September 7, 2017
Welcome to September! I am not reassessing my goals right now as I said I’d do early this month but rather recapping my latest road trip to Illinois and back, because that’s more fun. I need fun right now because as you have probably heard, the country is variously on fire, damaged by or about to be damaged by major hurricanes, and in the hands of someone who does not seem to have a compassionate bone in his body.
My companion for the first part of this trip was my mother-in-law Joan, who had come out via train to visit us for the family reunion. The first day, we took the more scenic route to the freeway, though wildfire smoke obscured some of the views (the actual fires were not close to our path). The second day, we took the northern route when the time came in order to avoid the traffic and high hotel rates surrounding the motorcycle rally in Sturgis. That meant we were able to stop at the Theodore Roosevelt National Park and take in the scenery.
The third day, we arrived at Joan’s house in northern Illinois. Unfortunately, as we were getting ready for bed, we discovered that the icemaker line to the refrigerator was leaking,; it had soaked part of the carpet in the guest room on the other side of the kitchen wall and was also dripping down into the basement. Down there, I found that the drain valve on the water heater was also dripping, possibly left that way by some workers who had been in a couple weeks before to deal with a sump pump failure. In consultation with Mr. Karen by phone, I got the water turned off to the fridge, closed the water heater valve, and got stuff out of the way of the water as best I could. The next day, Joan got a call into the flood remediation guys and I got over to my mom’s house to start on what I hoped would be the final clearing out push. The best part of the day was meeting Scout, a formerly feral kitten my nephew and his girlfriend had coaxed inside, taken to the vet to get checked out, and adopted.
The day after that, the flood guys showed up with loud fans and dehumidifiers and air filters. Once they got everything set up, I returned to my mom’s house for more sorting and purging. As I was heading back that evening, still about 45 minutes away, Joan called to say she’d gone to urgent care because her breathing didn’t feel right and they’d sent her to the emergency room. I swung by the house to pick up some things for Joan and was at the ER before they transferred her to a room and admitted her. The next five days were a blur of spending time in hospital, keeping family updated, coordinating with the flood guys to check the dampness and pull out equipment as things dried, while still trying to get some things done at the house, as my brother had come down from Wisconsin to work with me and couldn’t stay indefinitely. Finally Joan got released and we packed up her flowers and went home with a tweaked medicine regime that we hope will keep her out of the hospital for a long time to come.

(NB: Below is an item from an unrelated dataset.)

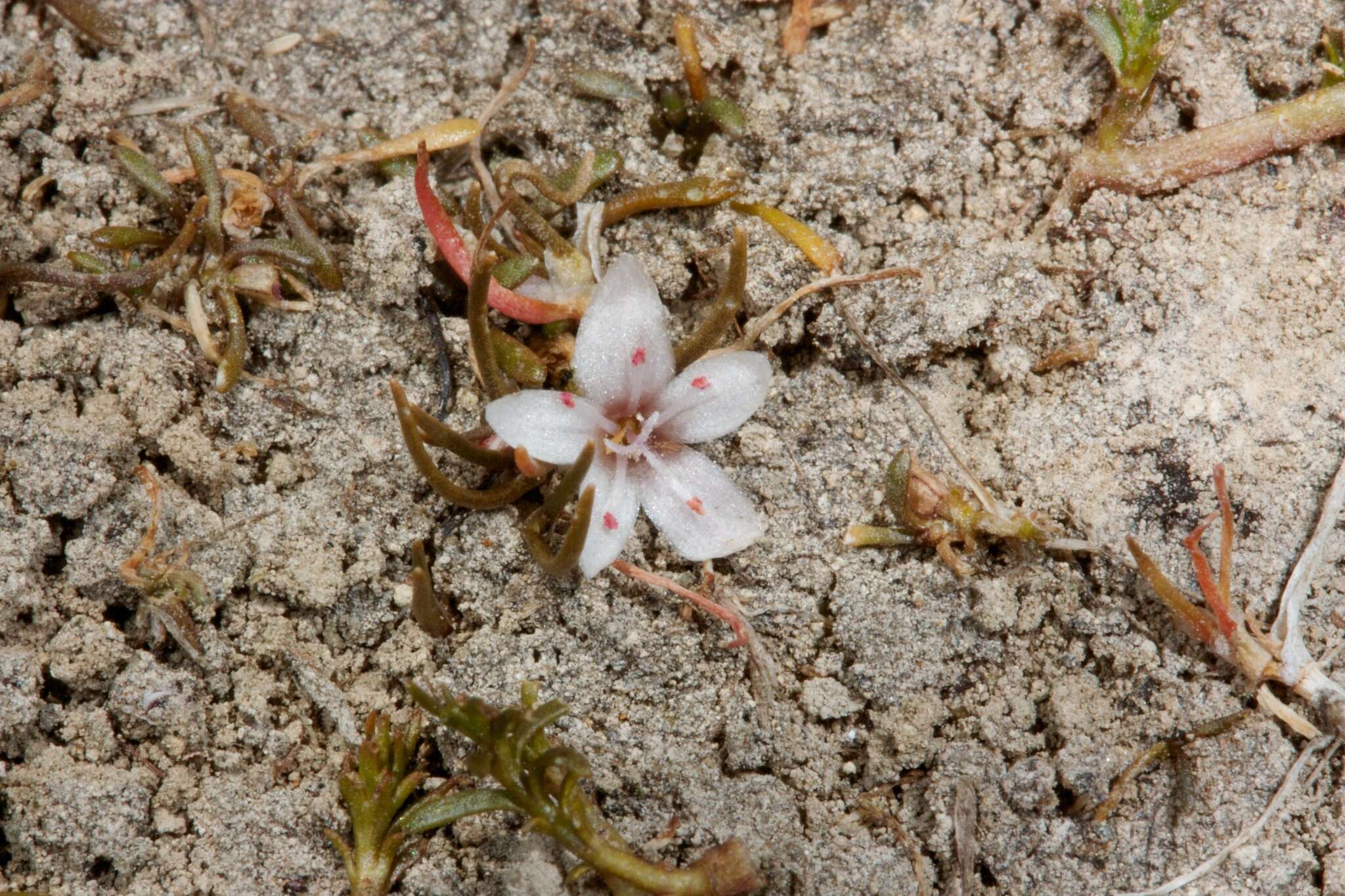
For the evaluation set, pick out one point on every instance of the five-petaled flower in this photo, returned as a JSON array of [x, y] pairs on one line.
[[640, 414]]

The next couple days I pretty much hung out with Joan at home. My sister-in-law Fay arrived to take over hanging out duties from me the same day as the solar eclipse, which was pretty much clouded over where we were (I’m thinking I need to make plans to see the totality somewhere in 2024). I moved out of Joan’s house and into a hotel nearer my mom’s house and then my brother and I cranked on sorting and clearing and cleaning for the rest of the week. We did take an afternoon off to visit his grandkids nearby, which was a fun break. We continued to find surprises in the basement, like my mother’s wedding dress, which she sewed herself from yards and yards of white velvet, and a journal my paternal grandfather wrote in before my mom was born. We also found some dead mice and abandoned mouse nests and other yuck, but pushed on and filled a second dumpster before we were done.At the end of all that work, the real estate agent came back to see our progress and deemed the house ready to list, so I signed the paperwork and breathed a sigh of relief at accomplishing that goal. Yes, it was a bit sad, too, since my mom had had that house built for her and gotten a mortgage for it as a single lady in the 1970s. But as my brother said, we’ve had a good run and it’s time to move on.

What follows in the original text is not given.